If you know me, you know I love books. I always have a book I’m working my way through, and sometimes I have up to three going at once! There is something absolutely magical about books and I will advocate for people to read them as long as I live. 

Recently, I had the bookworm’s chance of a lifetime. A colleague and friend of mine also happens to be a fantastic author. She posted on social media looking for beta readers for her new book Tree Singer. Basically, a beta reader is someone who gets to read the book before it comes out then looks for grammar mistakes and gives feedback. I felt like I had won the book lottery!  
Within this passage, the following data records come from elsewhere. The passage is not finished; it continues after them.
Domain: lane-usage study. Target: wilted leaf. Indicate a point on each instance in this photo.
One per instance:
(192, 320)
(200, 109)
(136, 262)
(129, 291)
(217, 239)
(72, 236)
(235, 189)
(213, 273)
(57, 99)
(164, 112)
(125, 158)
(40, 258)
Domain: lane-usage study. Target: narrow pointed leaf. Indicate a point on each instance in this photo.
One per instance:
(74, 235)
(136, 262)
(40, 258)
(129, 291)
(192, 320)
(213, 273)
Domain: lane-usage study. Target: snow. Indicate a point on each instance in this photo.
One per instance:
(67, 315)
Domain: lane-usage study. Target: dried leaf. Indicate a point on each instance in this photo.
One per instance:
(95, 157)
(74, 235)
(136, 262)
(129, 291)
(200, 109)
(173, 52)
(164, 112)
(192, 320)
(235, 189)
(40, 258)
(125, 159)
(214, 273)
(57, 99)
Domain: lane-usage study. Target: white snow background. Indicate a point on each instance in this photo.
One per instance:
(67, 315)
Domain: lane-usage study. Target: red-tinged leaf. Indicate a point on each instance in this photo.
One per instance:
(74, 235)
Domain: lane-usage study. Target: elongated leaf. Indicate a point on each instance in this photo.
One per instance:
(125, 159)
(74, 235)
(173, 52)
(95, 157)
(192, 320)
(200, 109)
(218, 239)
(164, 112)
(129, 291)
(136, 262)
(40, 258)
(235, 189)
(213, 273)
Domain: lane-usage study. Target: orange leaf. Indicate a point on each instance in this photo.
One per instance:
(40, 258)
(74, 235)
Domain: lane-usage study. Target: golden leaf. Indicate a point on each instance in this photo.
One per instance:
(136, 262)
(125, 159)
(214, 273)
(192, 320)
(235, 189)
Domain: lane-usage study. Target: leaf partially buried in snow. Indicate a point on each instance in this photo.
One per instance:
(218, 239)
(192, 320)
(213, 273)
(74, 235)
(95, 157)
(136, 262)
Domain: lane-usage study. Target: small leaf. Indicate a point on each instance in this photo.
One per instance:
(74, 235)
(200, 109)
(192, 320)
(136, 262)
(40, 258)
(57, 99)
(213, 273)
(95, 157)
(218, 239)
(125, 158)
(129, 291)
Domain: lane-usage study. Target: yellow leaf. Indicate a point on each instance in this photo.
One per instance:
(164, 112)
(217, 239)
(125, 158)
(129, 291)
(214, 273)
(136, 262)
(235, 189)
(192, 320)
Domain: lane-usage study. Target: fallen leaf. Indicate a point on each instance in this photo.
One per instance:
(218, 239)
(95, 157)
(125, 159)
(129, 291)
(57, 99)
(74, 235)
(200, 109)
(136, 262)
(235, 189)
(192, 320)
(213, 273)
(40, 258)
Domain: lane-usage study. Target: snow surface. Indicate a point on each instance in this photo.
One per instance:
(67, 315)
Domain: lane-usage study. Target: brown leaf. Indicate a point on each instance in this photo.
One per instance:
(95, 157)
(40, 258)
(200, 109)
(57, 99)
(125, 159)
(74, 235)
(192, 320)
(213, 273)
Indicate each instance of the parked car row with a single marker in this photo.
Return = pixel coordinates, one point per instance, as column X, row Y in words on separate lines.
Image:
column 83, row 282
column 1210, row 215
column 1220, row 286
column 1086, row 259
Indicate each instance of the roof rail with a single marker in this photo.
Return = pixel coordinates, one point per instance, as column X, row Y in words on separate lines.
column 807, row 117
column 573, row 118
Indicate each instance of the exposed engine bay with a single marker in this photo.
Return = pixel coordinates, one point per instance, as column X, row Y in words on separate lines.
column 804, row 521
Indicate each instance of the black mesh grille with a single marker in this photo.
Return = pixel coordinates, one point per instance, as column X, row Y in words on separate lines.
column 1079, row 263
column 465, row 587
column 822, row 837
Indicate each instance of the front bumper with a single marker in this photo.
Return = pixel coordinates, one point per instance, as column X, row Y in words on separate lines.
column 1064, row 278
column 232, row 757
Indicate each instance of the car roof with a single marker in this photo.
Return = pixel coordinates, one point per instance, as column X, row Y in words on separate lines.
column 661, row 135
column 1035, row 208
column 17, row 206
I instantly fell in love with Tree Singer because it transported me into a magical world that is completely detached from the pandemic and violence laden world we are currently living in. It gave me a chance to take a break from planet earth and to step into a world filled with harmony and connection. I am an outdoors type of girl, so the magical world and story centered around trees and connecting to them was right up my alley. The author’s ability to describe the spiritual connection between the main character and trees is so beautifully curated that I myself could almost feel the connection. The story is of a young girl named Mayten living in a fantastical place where she is training to become a tree singer, someone who is able to communicate with trees, when she is sent on a whirlwind journey to save her world and everyone in it. I found myself on the edge of my seat as the thrilling and mysterious plot unfolds with Mayten racing to restore the delicate balance of life as she knows it. I desperately want a sequel and I won’t stop petitioning for it. I am fully invested in Mayten’s life and well-being; have you ever read a book and felt the same?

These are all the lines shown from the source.